ARRS 2022 Abstracts


E1362. Soft Tissue Calcification: Metabolic, Post-traumatic, or Arthritic?
  1. Saagar Patel; UTHealth Houston McGovern Medical School
  2. Ahmed Taher; UTHealth Houston McGovern Medical School
  3. Manickam Kumaravel ; UTHealth Houston McGovern Medical School
Calcifications on radiographs and other imaging modalities can be due to a myriad of secondary causes. Often, these are incidental findings that can mimic a more concerning pathology. Understanding the cause of this aberrant process and the associated clinical significance can prevent undue stress and unnecessary workup for patients. Calcifications can vary based on location and characteristics; it can be challenging to differentiate systemic calcinosis versus calcium deposition or degeneration. Calcification can also mimic other pathologies such as calcific tendinitis, avulsions, or heterotopic ossification. Narrowing this differential and working through a quick algorithm efficiently can help manage resources and time, especially in the ER's fast-paced setting. The purpose of this educational poster is to review the various types of calcifications seen on radiographs and their respective imaging findings.

Educational Goals / Teaching Points
This presentation aims to identify the various manifestations of calcifications in the soft tissue of the extremities; understand the pathophysiology of the causation of calcifications due to metabolic, traumatic arthritic causes, and many more; and recognize the clinical implications of soft tissues calcifications in the ER setting. The exhibit provides a generalized review to avoid pitfalls in common radiographic findings.

Key Anatomic/Physiologic Issues and Imaging Findings/Techniques
The pathophysiology we will discuss will include metabolic abnormalities that lead to calcification, such as gout or seronegative disorders, long-term sequelae from traumatic injuries, systemic disease processes, and many more. In addition, this review will explore the characteristics of calcifications on imaging, including structural patterns (crystalline, linear, amorphous, etc.) and locational preferences (tendinopathy, articular, soft tissue, etc.) in the setting of various clinical backgrounds.

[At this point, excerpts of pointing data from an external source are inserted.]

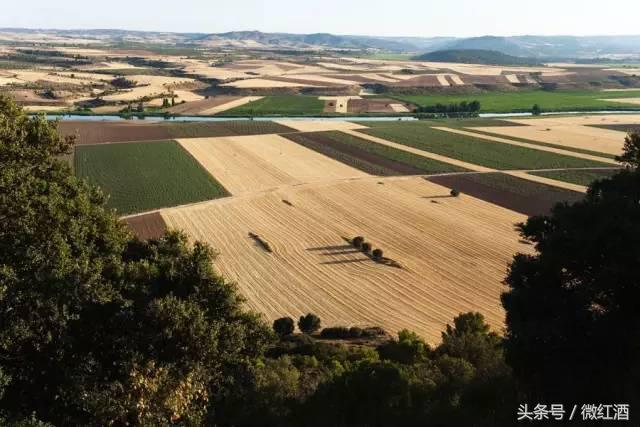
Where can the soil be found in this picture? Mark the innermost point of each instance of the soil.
(513, 193)
(148, 226)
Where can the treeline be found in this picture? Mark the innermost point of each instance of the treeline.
(99, 328)
(461, 109)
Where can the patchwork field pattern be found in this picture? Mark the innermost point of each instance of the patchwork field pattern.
(250, 164)
(516, 194)
(312, 269)
(144, 176)
(475, 150)
(370, 157)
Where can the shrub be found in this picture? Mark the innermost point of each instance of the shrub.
(309, 324)
(283, 326)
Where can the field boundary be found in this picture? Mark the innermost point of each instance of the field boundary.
(527, 145)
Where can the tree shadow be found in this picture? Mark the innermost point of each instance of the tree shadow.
(447, 196)
(346, 261)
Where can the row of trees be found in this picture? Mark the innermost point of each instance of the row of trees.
(472, 107)
(98, 328)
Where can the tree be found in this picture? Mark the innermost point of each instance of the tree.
(631, 151)
(284, 326)
(97, 327)
(357, 242)
(576, 303)
(536, 110)
(309, 324)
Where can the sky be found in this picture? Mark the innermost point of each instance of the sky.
(423, 18)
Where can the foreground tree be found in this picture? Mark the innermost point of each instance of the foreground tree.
(573, 309)
(96, 327)
(309, 323)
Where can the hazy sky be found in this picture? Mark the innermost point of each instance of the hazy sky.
(371, 17)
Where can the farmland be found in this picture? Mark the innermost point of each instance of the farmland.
(280, 105)
(145, 176)
(475, 150)
(506, 102)
(581, 177)
(312, 269)
(516, 194)
(372, 158)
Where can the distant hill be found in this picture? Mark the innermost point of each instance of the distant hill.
(540, 47)
(553, 46)
(475, 56)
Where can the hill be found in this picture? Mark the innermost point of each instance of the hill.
(475, 56)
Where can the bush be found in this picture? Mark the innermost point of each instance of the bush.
(283, 326)
(338, 332)
(309, 324)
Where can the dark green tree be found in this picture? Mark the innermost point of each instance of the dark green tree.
(97, 327)
(573, 308)
(631, 152)
(309, 323)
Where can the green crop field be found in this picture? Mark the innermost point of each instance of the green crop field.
(280, 105)
(370, 157)
(474, 150)
(577, 176)
(225, 128)
(505, 102)
(144, 176)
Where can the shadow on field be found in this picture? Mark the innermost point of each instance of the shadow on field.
(447, 196)
(346, 261)
(330, 248)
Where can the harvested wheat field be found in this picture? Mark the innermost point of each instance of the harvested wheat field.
(453, 252)
(320, 125)
(574, 132)
(250, 164)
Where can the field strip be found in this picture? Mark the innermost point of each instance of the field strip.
(247, 164)
(311, 269)
(229, 105)
(341, 102)
(320, 125)
(635, 101)
(547, 181)
(532, 146)
(470, 166)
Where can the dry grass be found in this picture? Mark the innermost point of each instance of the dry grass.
(454, 253)
(320, 125)
(250, 164)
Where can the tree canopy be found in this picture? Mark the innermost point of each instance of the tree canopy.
(573, 308)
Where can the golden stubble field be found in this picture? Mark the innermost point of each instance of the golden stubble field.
(575, 132)
(454, 251)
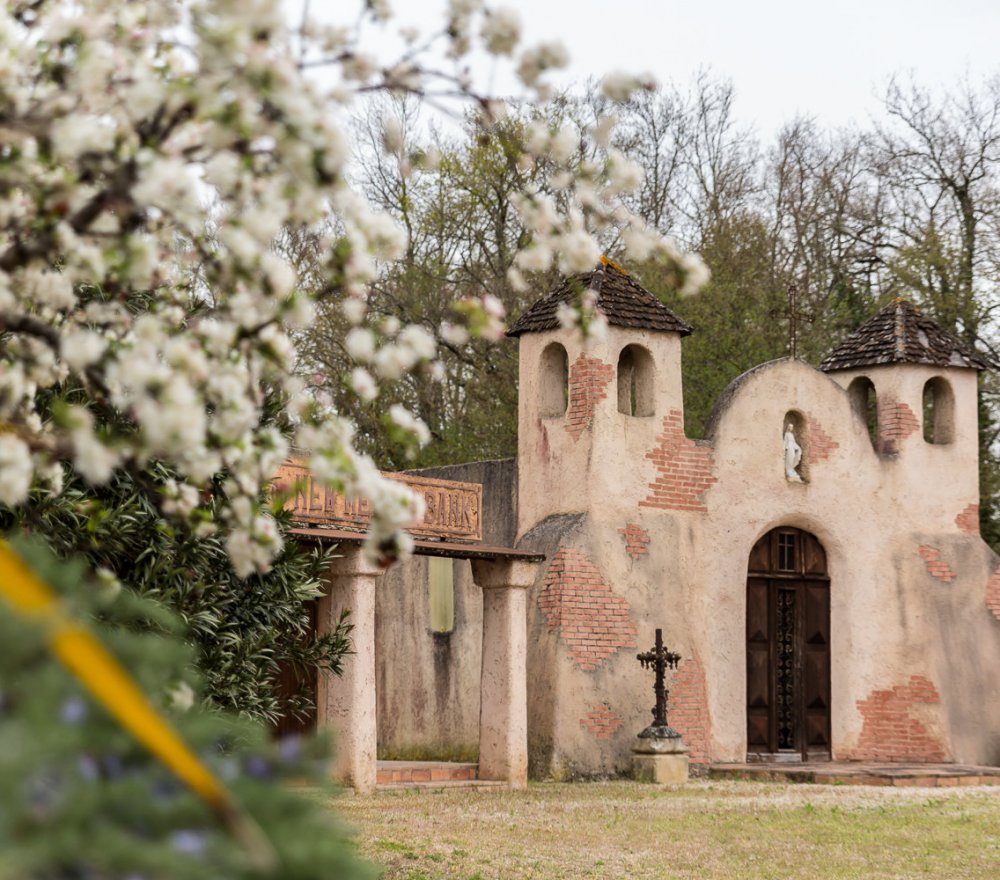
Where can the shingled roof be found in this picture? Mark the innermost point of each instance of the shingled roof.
(624, 301)
(899, 334)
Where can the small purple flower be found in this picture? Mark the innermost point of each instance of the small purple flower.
(112, 766)
(88, 767)
(73, 710)
(290, 748)
(257, 767)
(188, 842)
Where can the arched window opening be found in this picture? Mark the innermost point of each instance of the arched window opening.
(441, 586)
(864, 402)
(554, 385)
(939, 411)
(795, 442)
(635, 381)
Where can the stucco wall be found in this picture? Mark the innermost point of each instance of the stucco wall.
(428, 683)
(645, 528)
(900, 635)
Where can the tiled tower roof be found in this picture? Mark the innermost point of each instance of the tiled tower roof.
(624, 301)
(899, 334)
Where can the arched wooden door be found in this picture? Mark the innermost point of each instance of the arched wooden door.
(788, 648)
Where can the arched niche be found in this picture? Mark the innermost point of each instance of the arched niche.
(797, 422)
(553, 380)
(635, 381)
(939, 411)
(864, 403)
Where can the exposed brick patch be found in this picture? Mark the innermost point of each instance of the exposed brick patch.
(821, 444)
(687, 708)
(896, 422)
(993, 594)
(588, 383)
(968, 520)
(683, 467)
(890, 732)
(936, 567)
(636, 539)
(591, 619)
(601, 721)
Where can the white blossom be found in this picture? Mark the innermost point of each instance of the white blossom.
(501, 30)
(360, 344)
(16, 470)
(578, 251)
(363, 384)
(81, 348)
(146, 190)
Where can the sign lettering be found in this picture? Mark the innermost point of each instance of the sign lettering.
(451, 509)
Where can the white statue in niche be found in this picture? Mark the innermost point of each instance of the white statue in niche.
(793, 455)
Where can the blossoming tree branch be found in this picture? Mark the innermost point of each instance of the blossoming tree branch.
(150, 155)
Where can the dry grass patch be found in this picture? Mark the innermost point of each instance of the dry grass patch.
(704, 830)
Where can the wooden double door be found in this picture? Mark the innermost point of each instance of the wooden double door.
(788, 648)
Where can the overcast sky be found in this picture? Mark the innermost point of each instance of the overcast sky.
(826, 59)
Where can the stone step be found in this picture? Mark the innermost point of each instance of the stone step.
(409, 773)
(850, 773)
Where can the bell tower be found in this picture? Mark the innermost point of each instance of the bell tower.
(913, 386)
(589, 408)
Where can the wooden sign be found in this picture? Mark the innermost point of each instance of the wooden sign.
(451, 509)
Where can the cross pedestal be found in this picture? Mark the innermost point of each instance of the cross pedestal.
(659, 754)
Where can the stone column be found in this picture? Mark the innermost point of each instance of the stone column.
(346, 704)
(503, 695)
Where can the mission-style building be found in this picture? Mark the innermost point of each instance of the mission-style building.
(815, 560)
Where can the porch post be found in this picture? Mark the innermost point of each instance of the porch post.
(346, 704)
(503, 696)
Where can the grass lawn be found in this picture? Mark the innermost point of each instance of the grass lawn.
(703, 830)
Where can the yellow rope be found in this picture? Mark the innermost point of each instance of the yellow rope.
(111, 685)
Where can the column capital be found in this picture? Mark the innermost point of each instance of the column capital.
(351, 561)
(503, 573)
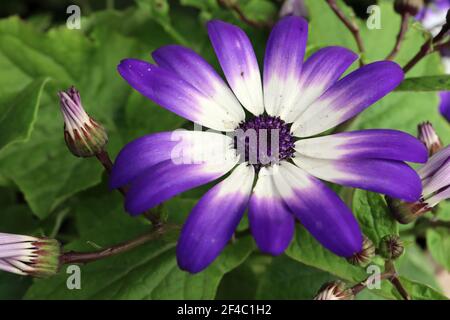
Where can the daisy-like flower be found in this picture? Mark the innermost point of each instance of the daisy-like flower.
(296, 100)
(435, 175)
(27, 255)
(429, 137)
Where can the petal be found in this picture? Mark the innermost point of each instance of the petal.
(169, 178)
(167, 89)
(439, 180)
(389, 177)
(192, 68)
(320, 210)
(5, 266)
(373, 143)
(444, 106)
(283, 63)
(271, 222)
(348, 97)
(434, 163)
(214, 219)
(141, 154)
(319, 72)
(238, 62)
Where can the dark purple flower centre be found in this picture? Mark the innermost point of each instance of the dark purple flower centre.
(264, 140)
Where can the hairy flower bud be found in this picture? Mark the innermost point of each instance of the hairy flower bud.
(335, 290)
(391, 247)
(84, 136)
(366, 254)
(429, 137)
(25, 255)
(411, 7)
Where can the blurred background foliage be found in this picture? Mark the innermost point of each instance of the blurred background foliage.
(45, 191)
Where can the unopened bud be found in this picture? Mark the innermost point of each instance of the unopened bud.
(391, 247)
(406, 212)
(84, 136)
(429, 137)
(411, 7)
(335, 290)
(25, 255)
(366, 254)
(293, 8)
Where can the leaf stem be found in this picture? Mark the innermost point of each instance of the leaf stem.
(351, 25)
(400, 36)
(427, 48)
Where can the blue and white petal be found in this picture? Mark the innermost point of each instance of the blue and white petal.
(182, 146)
(214, 219)
(319, 209)
(319, 72)
(167, 89)
(393, 178)
(283, 64)
(238, 61)
(434, 163)
(348, 97)
(192, 68)
(271, 222)
(372, 143)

Although calcifications are among the most common findings on extremity imaging, they can be difficult to interpret accurately. Subtle characteristics such as pattern, clinical history features, and location can assist with accurate interpretation and guide the clinician along the appropriate treatment pathway. During this review, we will explore a diagnostic path that can help radiologists and other clinicians quickly and easily interpret varying forms of calcifications. Understanding the pathophysiology and manifestations of metabolic, traumatic, and sclerotic disease is crucial for timely and efficient diagnosis.